Streik und Streit ums Schienennetz

Weil sich Bahn-Management und Gewerkschaften nicht auf eine Arbeitsplatzgarantie einigen konnten, steht nun ein Arbeitskampf ins Haus. SPD-Abtrünnige um Ex-Bundesverkehrsminister Bodewig stellen den Börsengang gar ganz in Frage

VON STEPHAN KOSCH

In den nächsten Tagen sollten Bahnfahrer öfter zum Telefon greifen. Unter der kostenlosen Hotline 0 80 00-99 66 33 können sie sich über mögliche Zugverspätungen informieren.
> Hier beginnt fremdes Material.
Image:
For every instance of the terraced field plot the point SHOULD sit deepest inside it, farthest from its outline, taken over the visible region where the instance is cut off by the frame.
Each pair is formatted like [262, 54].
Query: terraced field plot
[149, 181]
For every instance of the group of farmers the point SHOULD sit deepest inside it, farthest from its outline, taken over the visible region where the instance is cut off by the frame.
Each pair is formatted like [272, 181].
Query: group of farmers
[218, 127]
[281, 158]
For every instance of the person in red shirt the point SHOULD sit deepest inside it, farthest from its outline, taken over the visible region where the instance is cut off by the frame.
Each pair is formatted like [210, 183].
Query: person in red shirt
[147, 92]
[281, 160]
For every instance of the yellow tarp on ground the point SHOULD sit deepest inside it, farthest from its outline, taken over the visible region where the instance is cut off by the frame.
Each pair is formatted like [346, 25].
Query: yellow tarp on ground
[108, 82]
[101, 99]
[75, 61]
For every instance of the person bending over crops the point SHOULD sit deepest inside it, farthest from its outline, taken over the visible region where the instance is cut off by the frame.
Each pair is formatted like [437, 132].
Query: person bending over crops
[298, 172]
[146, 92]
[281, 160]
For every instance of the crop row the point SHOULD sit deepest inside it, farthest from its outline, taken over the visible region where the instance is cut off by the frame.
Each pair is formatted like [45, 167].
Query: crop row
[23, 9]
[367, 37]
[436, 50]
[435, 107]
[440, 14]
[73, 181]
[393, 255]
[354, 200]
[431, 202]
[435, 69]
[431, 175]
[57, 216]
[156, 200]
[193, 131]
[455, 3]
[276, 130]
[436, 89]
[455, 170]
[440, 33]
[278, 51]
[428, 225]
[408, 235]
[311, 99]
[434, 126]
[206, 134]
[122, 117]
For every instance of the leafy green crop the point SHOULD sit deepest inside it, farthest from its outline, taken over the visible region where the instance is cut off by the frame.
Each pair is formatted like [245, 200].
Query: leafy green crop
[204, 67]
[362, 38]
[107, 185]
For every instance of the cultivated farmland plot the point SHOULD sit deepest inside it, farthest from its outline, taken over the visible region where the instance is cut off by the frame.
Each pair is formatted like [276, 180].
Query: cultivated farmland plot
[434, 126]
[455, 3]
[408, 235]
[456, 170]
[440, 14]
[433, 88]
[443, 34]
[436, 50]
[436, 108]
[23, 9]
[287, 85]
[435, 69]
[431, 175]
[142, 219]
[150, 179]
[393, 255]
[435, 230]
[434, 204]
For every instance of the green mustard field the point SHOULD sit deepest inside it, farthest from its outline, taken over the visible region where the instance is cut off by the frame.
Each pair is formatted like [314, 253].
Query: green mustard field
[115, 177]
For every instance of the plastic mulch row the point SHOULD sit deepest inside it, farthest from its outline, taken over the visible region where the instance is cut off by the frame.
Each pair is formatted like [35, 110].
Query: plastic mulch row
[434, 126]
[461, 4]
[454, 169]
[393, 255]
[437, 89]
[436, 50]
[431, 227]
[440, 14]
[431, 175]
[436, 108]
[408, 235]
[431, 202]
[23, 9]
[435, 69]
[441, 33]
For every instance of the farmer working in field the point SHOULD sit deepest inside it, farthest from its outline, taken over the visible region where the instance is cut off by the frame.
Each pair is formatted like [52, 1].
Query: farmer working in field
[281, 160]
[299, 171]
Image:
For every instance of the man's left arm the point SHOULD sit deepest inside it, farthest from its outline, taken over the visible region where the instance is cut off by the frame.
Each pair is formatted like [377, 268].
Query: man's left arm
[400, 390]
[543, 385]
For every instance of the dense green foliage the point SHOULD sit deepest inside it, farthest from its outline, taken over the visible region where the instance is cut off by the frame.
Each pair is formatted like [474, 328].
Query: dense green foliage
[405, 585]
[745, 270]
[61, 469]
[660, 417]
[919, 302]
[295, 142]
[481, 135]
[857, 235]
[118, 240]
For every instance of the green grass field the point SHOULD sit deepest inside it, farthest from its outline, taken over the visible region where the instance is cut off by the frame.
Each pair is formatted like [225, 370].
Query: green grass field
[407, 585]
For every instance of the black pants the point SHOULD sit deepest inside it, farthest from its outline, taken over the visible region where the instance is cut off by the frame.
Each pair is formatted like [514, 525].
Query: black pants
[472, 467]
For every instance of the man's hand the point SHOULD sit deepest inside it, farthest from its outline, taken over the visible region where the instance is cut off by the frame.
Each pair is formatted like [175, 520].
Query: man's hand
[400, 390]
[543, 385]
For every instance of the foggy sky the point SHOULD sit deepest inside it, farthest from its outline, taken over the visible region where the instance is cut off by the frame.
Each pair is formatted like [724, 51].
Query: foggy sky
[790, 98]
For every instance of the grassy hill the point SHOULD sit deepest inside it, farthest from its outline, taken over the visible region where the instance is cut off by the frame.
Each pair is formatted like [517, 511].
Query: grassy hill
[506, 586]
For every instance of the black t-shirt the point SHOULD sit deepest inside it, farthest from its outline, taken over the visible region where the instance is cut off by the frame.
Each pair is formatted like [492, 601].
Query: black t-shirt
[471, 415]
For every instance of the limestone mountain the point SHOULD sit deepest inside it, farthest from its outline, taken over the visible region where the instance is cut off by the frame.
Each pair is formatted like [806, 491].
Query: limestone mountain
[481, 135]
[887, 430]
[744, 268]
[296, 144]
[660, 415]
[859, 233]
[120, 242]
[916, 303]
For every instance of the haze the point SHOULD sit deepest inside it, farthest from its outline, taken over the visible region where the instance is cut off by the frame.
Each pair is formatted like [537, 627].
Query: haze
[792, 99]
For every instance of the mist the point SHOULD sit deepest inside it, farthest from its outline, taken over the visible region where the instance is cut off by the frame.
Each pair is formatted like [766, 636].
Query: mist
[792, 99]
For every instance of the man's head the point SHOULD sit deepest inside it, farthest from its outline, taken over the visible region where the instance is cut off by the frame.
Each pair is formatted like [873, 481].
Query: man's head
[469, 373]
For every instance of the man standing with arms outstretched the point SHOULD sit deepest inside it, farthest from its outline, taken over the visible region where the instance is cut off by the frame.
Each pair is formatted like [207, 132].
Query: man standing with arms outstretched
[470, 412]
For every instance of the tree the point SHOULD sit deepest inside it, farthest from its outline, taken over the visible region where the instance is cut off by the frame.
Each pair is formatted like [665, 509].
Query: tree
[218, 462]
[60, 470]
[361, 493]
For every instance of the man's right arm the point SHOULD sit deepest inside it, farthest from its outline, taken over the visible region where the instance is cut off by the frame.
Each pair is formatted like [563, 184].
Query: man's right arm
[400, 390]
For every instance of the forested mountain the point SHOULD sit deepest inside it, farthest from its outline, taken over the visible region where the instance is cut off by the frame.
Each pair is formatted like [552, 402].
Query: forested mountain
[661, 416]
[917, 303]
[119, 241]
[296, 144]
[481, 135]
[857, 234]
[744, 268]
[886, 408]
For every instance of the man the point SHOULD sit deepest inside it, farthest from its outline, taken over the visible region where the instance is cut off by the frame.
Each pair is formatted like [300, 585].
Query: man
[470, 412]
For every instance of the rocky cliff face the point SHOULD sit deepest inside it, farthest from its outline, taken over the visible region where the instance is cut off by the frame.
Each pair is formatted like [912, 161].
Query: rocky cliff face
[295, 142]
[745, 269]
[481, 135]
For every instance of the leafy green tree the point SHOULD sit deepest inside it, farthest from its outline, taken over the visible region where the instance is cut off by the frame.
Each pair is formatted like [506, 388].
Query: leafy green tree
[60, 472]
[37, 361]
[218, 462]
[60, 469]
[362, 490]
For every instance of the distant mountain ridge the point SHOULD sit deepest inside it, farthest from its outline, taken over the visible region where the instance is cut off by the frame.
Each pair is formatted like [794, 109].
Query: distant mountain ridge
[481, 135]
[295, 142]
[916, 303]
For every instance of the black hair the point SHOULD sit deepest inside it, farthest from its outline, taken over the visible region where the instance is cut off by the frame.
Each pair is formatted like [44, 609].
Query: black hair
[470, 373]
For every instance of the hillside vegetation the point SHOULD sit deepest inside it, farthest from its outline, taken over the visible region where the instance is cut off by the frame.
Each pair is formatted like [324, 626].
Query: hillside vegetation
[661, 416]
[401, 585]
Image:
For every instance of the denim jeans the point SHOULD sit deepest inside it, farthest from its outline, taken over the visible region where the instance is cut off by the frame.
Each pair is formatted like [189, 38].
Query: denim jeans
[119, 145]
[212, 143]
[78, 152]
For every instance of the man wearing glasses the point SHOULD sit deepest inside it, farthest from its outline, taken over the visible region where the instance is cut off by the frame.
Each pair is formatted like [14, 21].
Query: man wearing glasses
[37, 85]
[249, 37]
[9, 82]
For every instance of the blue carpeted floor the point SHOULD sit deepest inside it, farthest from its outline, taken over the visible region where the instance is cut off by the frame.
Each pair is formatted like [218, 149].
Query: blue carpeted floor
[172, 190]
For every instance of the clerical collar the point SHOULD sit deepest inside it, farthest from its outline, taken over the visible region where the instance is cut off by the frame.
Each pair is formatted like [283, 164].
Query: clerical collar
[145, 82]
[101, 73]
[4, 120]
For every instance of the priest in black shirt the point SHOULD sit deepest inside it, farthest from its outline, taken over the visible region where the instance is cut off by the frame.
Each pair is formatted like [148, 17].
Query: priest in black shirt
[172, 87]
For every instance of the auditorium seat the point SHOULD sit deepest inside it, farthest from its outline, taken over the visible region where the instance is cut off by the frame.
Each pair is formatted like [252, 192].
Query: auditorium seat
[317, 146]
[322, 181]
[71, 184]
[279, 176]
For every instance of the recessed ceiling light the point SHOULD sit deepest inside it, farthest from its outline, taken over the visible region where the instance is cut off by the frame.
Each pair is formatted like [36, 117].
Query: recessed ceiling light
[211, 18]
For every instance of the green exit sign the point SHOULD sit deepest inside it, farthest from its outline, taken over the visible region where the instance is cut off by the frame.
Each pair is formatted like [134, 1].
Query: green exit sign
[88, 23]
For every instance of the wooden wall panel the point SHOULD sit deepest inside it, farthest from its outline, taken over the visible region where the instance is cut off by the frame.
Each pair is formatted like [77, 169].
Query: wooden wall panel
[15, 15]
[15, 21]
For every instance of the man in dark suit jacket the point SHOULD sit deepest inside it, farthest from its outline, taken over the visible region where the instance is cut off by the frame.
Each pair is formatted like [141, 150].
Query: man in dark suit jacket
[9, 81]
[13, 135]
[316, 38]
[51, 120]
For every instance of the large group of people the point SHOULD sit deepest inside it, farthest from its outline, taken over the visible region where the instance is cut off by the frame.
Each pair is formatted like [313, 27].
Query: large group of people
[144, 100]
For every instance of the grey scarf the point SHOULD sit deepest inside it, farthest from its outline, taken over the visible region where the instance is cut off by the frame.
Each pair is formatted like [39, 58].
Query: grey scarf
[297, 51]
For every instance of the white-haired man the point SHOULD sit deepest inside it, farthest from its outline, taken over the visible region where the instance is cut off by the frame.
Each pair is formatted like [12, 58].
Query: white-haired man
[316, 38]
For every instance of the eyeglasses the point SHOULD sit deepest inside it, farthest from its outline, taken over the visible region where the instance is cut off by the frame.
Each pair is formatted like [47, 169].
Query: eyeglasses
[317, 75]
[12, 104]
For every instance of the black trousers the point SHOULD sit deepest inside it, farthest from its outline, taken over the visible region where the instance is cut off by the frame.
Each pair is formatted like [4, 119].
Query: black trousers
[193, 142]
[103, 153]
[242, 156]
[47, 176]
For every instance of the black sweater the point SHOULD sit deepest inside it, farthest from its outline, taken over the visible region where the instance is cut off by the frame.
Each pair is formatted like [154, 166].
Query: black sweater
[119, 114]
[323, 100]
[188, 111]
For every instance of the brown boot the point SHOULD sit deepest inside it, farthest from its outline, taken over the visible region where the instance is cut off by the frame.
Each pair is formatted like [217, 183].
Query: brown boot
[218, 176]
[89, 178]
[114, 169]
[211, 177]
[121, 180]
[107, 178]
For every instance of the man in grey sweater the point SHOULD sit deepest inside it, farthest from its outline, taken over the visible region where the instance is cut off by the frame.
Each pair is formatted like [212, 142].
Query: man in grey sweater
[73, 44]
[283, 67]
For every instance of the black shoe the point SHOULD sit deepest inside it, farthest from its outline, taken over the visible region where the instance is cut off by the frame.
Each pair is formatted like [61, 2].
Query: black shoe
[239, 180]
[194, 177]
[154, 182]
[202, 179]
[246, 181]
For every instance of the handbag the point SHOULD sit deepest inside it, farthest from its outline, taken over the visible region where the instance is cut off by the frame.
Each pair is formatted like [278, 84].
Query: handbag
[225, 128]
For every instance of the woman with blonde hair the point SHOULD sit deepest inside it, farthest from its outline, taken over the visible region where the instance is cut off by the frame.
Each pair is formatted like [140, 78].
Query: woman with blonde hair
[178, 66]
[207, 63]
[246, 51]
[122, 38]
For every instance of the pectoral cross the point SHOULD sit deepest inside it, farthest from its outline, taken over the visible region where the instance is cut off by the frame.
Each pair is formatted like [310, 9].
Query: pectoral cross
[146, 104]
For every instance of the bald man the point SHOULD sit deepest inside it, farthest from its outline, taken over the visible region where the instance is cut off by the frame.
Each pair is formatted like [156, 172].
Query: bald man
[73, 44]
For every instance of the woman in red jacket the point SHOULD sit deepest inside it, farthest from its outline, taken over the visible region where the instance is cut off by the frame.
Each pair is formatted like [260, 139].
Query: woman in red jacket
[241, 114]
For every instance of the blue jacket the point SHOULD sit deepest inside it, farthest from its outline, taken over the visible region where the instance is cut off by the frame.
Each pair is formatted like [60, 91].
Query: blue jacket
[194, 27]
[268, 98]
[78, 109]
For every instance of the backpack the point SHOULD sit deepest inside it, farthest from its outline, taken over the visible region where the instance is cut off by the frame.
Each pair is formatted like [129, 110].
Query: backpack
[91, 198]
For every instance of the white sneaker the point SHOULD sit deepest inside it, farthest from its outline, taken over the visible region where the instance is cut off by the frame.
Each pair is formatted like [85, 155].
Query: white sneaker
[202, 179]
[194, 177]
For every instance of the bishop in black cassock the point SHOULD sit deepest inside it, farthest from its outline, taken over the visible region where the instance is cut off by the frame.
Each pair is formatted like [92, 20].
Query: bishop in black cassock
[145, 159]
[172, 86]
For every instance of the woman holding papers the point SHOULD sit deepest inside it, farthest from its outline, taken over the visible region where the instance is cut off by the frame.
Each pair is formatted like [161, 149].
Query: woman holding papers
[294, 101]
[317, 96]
Denn gestern Nacht endete die Friedenspflicht im Tarifstreit zwischen den Bahngewerkschaften Transnet und GDBA auf der einen und dem Vorstand der Deutschen Bahn AG auf der anderen Seite. Und weil sich diese in den vergangenen Wochen nicht einigen konnten, könnte es ab morgen zu Warnstreiks kommen. Heute sollen im Berufsverkehr Flugblätter verteilt werden.

Die Gewerkschaften verlangen vom Bahn-Management, dass die vereinbarte Beschäftigungssicherung für 130.000 Mitarbeiter bis 2010 auch dann Bestand hat, wenn die Bahn im Zuge des geplanten Börsengangs ihr Schienennetz an den Bund abtreten muss. Bahnchef Hartmut Mehdorn, der wie die Gewerkschaften die Macht über das Netz behalten möchte, war bislang dazu nicht bereit.

Gestern nun machten Verkehrspolitiker des Deutschen Bundestages Druck auf Mehdorn. Nach einer Sitzung des Verkehrsausschusses forderten alle Fraktionen außer der FDP die Deutsche Bahn auf, ihren Beschäftigten unabhängig von dem Modell für den Börsengang eine Arbeitsplatzzusage auszusprechen. Der Ausschuss werde einer Privatisierung nur zustimmen, „wenn sie mit zentralen Forderungen nach Beschäftigungssicherung vereinbar ist“.

Damit scheint plötzlich der gesamte Börsengang der Bahn wieder zur Disposition zu stehen. Zumal auch sechs SPD-Fraktionsmitglieder in letzter Minute grundsätzliche Fragen stellen. Einer davon ist der frühere Bundesverkehrsminister Kurt Bodewig, der bereits in seiner Ministerzeit heftig mit Mehdorn über die Kontrolle des Schienennetzes gestritten hatte. In einem Brief an ihre Fraktionskollegen weisen Bodewig und die anderen Abgeordneten darauf hin, dass weder der Bundestag noch ein SPD-Parteitag entsprechende Grundsatzbeschlüsse verabschiedet habe. Zentrale Problempunkte würden die Frage aufwerfen, „ob eine wie auch immer geartete Privatisierung überhaupt sinnvoll ist“, heißt es in dem Brief, der der taz vorliegt. Denn nach Bezahlung aller Schulden betrage der Erlös für den Bund gerade mal 2 Milliarden, gleichzeitig sei er verpflichtet, in den kommenden zehn Jahren 25 Milliarden Euro in das Netz zu investieren.

Allerdings dürfte diese Grundsatzkritik kaum Chancen auf Erfolg in der SPD-Fraktion haben. Das meint zumindest deren verkehrspolitischer Sprecher Uwe Beckmeyer: „Es gibt eine Koalitionsvereinbarung “, sagte er der taz. „Es geht jetzt nur noch um das Wie.“

Der Weg zum Ziel könnte nach seiner Einschätzung das sogenannte Kompromissmodell sein. Danach soll die Bahn wirtschaftlicher Eigentümer werden, der Bund durch eine sogenannte Sicherungsabrede – ähnlich einer Verpfändung – zivilrechtlicher Eigentümer sein. Heute soll eine Koalitionsarbeitsgruppe über das Modell entscheiden.